Desenhada por médicos e para médicos, a plataforma nasceu quando Miguel Borges, 28 anos, acabou o curso de Medicina e estava a cumprir o internato no hospital de Guimarães, no final de 2014. Na passagem pela área da oncologia, o médico deparou com “alguns problemas”, como a falta de dados sobre o sucesso dos tratamentos ao cancro da mama que eram ali acompanhados e que pudessem ser entregues à Administração Regional de Saúde do Norte. Juntou-se ao colega Firmino Machado e nasceu o software que permite sistematizar esses dados, o OncoStats.

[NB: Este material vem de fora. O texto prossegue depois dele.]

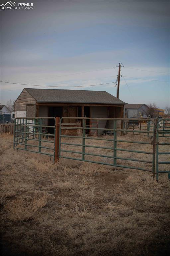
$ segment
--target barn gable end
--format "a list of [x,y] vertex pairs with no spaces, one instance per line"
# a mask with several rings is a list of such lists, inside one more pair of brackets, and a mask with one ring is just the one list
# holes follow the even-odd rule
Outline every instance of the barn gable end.
[[27,105],[35,105],[35,108],[36,104],[35,99],[25,89],[24,89],[15,102],[15,117],[26,117]]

“Pensamos numa ferramenta que permitisse à diretora de oncologia distribuir pelos outros oncologistas e pelos cirurgiões gerais, que trabalhavam no grupo do cancro da mama, o registo de informação clínica com qualidade, parametrizada, que conseguisse refletir o pensamento clínico para o interior de uma base de dados”, explica Miguel Borges, CEO e cofundador da OncoStats, ao Observador.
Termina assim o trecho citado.